TABLE 2 Logistic Single and Multi-factor regression analysis of independent risk factors affecting the incidence of 1-year vascular invasion in patients
Figure BDA0003387658370000091
Figure BDA0003387658370000101
6.3 construction of visual Nomogram model for predicting MVI of liver cancer patient
And importing the screened data of the relevant factors into open-source R software (3.6.3 version, https:// www.r-project. org) for data analysis to obtain the Etiology (ethology), whether cirrhosis (crihosis), BCLC (BCLC) staging, treatment mode (treatment), tumor diameter (tumor size), assigned values of AFP and CRP, and MVI incidence rate corresponding to the total score. Accordingly, a Nomogram is plotted, including the score, total score axis and MVI incidence axis for each relevant factor, as shown in fig. 1.

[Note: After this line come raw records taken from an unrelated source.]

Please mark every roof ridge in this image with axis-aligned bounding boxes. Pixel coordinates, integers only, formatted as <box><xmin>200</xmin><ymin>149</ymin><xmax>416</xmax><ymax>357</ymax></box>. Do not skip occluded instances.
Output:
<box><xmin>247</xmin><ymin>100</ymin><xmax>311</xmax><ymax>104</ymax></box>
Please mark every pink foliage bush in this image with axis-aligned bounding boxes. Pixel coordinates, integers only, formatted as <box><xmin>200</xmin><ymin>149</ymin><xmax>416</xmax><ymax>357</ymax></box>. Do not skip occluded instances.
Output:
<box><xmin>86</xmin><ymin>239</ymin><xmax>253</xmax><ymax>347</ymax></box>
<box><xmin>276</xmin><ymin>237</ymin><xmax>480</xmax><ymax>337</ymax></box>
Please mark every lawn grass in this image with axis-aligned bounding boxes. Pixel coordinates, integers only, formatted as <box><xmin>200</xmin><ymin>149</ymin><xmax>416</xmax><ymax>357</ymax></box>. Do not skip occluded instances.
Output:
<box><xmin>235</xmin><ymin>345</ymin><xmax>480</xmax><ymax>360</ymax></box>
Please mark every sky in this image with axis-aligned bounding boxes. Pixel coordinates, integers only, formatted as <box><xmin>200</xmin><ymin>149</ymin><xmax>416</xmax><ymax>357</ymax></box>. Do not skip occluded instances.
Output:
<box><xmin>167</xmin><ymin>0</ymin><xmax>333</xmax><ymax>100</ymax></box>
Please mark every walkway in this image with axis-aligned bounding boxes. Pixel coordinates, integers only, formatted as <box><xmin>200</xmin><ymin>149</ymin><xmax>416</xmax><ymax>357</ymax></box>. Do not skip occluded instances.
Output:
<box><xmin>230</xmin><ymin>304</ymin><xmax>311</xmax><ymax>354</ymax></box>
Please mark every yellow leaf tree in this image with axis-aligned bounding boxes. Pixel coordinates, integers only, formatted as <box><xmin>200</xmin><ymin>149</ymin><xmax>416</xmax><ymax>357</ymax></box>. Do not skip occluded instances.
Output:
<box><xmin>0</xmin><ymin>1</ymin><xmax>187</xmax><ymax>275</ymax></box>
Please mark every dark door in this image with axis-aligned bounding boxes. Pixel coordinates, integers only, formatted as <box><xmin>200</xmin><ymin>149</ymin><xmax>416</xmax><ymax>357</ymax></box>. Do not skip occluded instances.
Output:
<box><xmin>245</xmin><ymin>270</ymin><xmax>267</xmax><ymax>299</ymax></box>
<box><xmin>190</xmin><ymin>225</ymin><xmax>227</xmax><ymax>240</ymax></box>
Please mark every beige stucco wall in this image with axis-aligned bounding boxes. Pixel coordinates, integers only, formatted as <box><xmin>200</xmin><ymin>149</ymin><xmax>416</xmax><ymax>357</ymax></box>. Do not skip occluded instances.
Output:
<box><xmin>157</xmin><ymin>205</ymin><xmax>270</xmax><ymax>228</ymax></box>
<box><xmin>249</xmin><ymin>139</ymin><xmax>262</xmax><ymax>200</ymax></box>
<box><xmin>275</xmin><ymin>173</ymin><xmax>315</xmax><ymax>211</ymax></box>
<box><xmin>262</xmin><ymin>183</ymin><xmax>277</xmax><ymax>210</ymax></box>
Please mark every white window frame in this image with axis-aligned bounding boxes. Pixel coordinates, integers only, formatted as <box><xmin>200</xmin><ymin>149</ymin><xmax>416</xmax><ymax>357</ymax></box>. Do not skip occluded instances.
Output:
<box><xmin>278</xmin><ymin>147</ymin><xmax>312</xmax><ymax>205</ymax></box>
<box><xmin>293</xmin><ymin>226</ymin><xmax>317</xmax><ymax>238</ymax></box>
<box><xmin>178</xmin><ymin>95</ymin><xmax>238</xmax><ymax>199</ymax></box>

In FIG. 1, the uppermost horizontal axis is a one-factor score axis (0 to 100). The score axis, the total score axis (0-650) and the MVI occurrence rate axis of each single factor are sequentially arranged in parallel below the score axis. Wherein the causative HBV (hepatitis B) score is 46, the non-HBV score is 0; cirrhosis was scored 93, non-cirrhosis was scored 0; BCLC stage B score of 41, BCLC 0-A stage score of 0, RFA treatment score of 80, TACE treatment score of 48, TACE combined with RFA treatment score of 0; the score of 62 is when the diameter of the tumor is more than or equal to 5cm, and the score of 0 is when the diameter of the tumor is less than 5 cm; the AFP is more than or equal to 400ng/ml and the score is 52, and the AFP is less than 400ng/ml and is 0; the CRP is more than or equal to 5mg/L and the score is 100, and the CRP is less than 5mg/L and is 0. When the visual Nomogram constructed by the method is used, the score corresponding to each factor is found on the assigning axis, then the scores of all the factors are added, the corresponding point is found on the total score axis, a straight line perpendicular to the total score axis is drawn through the point and is intersected with the MVI occurrence rate axis below, and the numerical value of the intersection point is the probability of MVI occurrence.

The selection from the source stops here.